Now meet Ellen Dean. Ellen lives in an idyllic village in North Yorkshire, where she's thrown herself into local amateur theatricals, film-making and fund-raising for the church, the village hall and orang-utans. She is also a writer and has just self-published her first novel - a lesbian romp with a lot of rich women, a bit of blackmail and witchcraft and not much underwear.

And the odd thing is that Christine Martin and Ellen Dean are one and the same woman.

Not an obvious career path...

True, there was an in between period. Christine was always a bit mystical, interested in spiritualism and astrology - she dreamt three times about the Boxing Day tsunami before it happened - so it was no surprise when she became one of the first Feng Shui consultants in the North-East - advising on, among other things, Centre North East, Middlesborough's tallest building.

"I'd always been interested in Feng Shui and I wanted to sell the car business. For six years I hadn't had a day off - if a driver was ill or something went wrong, you couldn't just not turn up for someone's wedding. Or I'd be collecting a hen night from a nightclub at three in the morning. It was fun and I loved the cars, but I was ready for a change.

"So I studied Feng Shui and found it fascinating. After all, I'd been a nurse and Feng Shui is all to do with health and well being. There was a sort of link there."

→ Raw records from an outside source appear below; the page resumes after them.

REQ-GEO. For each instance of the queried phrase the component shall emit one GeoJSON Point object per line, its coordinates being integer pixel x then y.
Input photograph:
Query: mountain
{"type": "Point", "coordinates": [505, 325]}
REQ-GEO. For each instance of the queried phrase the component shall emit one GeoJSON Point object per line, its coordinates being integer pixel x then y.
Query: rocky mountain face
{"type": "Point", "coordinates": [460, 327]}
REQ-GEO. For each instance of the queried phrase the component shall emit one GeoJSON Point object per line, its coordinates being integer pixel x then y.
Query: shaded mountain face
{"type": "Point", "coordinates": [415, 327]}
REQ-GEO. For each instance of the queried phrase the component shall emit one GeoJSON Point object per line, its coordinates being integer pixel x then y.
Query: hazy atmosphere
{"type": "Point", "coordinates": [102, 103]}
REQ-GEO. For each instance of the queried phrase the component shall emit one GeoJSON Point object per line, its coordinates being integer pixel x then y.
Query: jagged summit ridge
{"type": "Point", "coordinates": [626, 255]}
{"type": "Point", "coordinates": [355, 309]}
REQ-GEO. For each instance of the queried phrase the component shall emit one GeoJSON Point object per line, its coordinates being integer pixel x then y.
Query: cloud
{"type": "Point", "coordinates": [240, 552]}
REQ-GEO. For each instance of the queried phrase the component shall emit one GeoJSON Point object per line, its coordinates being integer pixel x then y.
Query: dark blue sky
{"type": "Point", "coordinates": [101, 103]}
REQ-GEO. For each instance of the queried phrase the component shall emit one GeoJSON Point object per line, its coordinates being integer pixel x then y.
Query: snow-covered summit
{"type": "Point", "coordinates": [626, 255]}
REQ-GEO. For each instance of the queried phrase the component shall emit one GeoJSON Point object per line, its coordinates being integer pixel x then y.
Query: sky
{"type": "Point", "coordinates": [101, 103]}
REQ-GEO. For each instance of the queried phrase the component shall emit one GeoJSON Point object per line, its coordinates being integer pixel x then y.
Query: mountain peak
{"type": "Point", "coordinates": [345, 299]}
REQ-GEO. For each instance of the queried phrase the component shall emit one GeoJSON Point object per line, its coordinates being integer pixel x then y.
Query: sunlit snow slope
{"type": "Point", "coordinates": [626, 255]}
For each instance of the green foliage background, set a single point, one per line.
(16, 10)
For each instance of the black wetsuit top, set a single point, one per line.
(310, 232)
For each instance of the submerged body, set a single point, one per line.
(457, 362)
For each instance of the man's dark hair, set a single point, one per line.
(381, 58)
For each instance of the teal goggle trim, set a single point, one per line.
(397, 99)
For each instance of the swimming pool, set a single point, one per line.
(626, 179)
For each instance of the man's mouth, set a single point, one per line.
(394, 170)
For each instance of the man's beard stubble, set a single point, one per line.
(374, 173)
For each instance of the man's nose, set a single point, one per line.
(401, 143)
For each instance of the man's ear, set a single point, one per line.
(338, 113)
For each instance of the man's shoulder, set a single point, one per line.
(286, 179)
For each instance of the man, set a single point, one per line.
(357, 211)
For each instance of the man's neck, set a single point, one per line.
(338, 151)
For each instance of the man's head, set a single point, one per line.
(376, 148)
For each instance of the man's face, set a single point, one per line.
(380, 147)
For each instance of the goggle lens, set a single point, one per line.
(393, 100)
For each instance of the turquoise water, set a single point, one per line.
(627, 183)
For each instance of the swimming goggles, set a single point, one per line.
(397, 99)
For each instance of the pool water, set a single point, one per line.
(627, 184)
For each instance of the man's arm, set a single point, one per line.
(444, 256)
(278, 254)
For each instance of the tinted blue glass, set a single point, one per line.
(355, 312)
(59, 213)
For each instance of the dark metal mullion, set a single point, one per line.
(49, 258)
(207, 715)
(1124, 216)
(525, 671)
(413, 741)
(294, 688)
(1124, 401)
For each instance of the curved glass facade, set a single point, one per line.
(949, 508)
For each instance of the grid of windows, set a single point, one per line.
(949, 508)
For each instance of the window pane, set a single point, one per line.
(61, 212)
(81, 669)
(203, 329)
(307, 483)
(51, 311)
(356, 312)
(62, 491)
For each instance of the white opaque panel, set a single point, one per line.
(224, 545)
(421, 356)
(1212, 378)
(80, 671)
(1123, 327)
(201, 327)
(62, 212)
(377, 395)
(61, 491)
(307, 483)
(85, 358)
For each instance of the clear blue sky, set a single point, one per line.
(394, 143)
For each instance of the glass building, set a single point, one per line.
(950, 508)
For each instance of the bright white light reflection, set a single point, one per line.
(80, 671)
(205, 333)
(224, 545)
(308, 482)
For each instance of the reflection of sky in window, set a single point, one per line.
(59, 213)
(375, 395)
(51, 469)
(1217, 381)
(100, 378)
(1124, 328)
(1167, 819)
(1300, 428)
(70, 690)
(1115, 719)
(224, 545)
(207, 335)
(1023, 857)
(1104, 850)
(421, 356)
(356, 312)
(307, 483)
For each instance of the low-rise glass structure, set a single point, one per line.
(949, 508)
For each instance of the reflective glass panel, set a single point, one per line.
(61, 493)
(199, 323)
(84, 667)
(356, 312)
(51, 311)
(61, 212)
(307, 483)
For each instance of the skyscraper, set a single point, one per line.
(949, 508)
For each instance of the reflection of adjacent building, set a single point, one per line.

Christine left school at 15 with no qualifications, worked in an office and trained as a nurse in the days when you didn't need a degree, or even O levels, but just sat an exam to start. After 15 years, an accident meant she had to give up working, but she nursed both her parents through their final illnesses and realised there was a desperate need for nursing care for people in their own homes. That's when she set up Devereux - named, incidentally after one of her favourite characters in the Golden Girls, the TV series about glamorous pensioners

After building up the business, she sold Devereux as well, moved to Staindrop with her partner Gloria, and was doing some occasional consultancy and lecturing when she saw an advert for the house in Fearby near Masham. "To be honest, I didn't even know where Fearby was but I just knew as soon as I saw the picture that I wanted the house," she says.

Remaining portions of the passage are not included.